## Module submission header
### Submission preparation instructions
_Completion of this header is mandatory, subject to a 2-point deduction to the assignment._ Only add plain text in the designated areas, i.e., replacing the relevant 'NA's. You must fill out all group member Names and Drexel email addresses in the below markdown list, under header __Module submission group__. It is required to fill out descriptive notes pertaining to any tutoring support received in the completion of this submission under the __Additional submission comments__ section at the bottom of the header. If no tutoring support was received, leave NA in place. You may as well list other optional comments pertaining to the submission at bottom. _Any distruption of this header's formatting will make your group liable to the 2-point deduction._

### Module submission group
- Group member 1
    - Name: Austin Eversole
    - Email: ae588@drexel.edu
- Group member 2
    - Name: Gregory Savage
    - Email: gs824@drexel.edu
- Group member 3
    - Name: Robert Thompson
    - Email: rt598@drexel.edu


### Additional submission comments
- Tutoring support received: From Anamika (CA/TA)
- Other (other): NA

# Assignment group 1: Textual feature extraction and numerical comparison

## Module C _(35 points)_ Similarity of word usage across a document

Here we'll be building up some code to discover how different terms are utilized similarly across a document.
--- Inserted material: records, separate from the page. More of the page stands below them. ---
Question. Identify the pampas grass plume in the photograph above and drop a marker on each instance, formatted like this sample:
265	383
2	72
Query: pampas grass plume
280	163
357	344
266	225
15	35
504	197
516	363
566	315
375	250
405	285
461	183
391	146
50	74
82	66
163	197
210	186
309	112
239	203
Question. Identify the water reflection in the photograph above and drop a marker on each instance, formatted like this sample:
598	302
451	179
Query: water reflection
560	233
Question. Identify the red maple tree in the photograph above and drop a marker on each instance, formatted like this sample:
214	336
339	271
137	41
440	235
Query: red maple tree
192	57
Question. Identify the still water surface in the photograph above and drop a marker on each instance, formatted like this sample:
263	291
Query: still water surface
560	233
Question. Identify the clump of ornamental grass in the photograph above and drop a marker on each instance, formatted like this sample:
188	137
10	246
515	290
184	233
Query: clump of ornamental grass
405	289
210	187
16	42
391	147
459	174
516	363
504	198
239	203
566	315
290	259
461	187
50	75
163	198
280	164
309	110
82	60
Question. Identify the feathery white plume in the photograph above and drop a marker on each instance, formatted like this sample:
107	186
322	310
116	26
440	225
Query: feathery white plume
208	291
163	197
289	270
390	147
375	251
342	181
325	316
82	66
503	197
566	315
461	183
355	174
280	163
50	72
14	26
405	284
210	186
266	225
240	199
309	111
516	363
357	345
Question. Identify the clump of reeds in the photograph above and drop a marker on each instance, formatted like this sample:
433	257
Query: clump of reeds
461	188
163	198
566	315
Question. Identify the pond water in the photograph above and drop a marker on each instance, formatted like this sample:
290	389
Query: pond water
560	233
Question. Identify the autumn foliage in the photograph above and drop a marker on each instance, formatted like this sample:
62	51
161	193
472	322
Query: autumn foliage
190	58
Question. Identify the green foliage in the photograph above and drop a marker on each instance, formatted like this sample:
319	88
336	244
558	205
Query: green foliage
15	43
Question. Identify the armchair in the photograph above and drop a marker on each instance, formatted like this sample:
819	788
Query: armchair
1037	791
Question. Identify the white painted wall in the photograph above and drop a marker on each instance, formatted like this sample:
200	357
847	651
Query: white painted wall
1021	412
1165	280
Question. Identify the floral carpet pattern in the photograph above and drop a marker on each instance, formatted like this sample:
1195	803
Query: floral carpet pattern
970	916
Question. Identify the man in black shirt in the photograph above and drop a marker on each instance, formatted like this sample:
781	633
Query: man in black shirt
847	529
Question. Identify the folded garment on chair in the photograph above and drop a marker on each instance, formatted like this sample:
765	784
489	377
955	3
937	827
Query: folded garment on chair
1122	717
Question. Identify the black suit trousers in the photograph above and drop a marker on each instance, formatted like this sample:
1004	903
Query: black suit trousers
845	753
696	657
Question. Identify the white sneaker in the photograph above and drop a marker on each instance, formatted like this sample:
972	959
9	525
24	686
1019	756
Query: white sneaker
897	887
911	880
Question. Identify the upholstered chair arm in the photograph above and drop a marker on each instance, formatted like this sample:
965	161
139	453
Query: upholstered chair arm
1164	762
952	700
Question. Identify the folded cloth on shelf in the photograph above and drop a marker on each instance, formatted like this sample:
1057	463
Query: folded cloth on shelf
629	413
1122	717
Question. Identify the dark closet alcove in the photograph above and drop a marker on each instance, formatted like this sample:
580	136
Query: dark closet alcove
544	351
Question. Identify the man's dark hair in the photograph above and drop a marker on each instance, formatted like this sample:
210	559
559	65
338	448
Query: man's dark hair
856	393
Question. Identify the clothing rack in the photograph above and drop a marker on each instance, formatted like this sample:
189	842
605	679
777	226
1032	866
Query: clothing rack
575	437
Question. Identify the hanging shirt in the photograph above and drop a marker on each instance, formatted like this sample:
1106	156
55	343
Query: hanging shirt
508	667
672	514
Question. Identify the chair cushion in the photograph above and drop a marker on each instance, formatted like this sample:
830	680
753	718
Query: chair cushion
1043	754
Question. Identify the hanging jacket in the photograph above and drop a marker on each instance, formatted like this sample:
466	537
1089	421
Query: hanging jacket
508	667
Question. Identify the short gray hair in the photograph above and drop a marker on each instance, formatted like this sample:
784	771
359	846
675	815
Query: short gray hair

For this, our first task will be to create a word frequency counting function.

__C1.__ _(12 points)_ Define a function called `count_words(paragraph, pos = True, lemma = True)` that `return`s a `Counter()` called `frequency`. In `frequency`, each key will consist of a `heading = (text, tag)`, where `text` contains the `word.text` attribute from `spacy` if `lemma = False`, and `word.lemma_` attribute if `True`. Similarly, `tag` should be left empty as `""` if `pos = False` and otherwise contain `word.pos_`. The `Counter()` should simply contain the number of times each `heading` is observed in the `paragraph`.

In [None]:
# C1:Function(12/12)

from collections import Counter
import spacy, json, re

#nlp = spacy.load("en")
nlp = spacy.load("en_core_web_sm")

def count_words(paragraph, pos = True, lemma = True):

    #---Your code starts here

    #Counter() contians number of times each heading is observed in paragraph

    #key consists of heading = (text, tag)
    frequency = Counter()

    for word in nlp(paragraph):


      if(lemma):
        text = word.lemma_
      else:
        text = word.text

      if(pos):
        tag = word.pos_
      else:
        tag = ""
      heading = (text, tag)

      frequency[heading] += 1

    #---Your code ends here

    return frequency

Let's make sure your function works by testing it on a short sentence.

In [None]:
# C1:SanityCheck

count_words("The quick brown fox jumps over the lazy dog.", True, True)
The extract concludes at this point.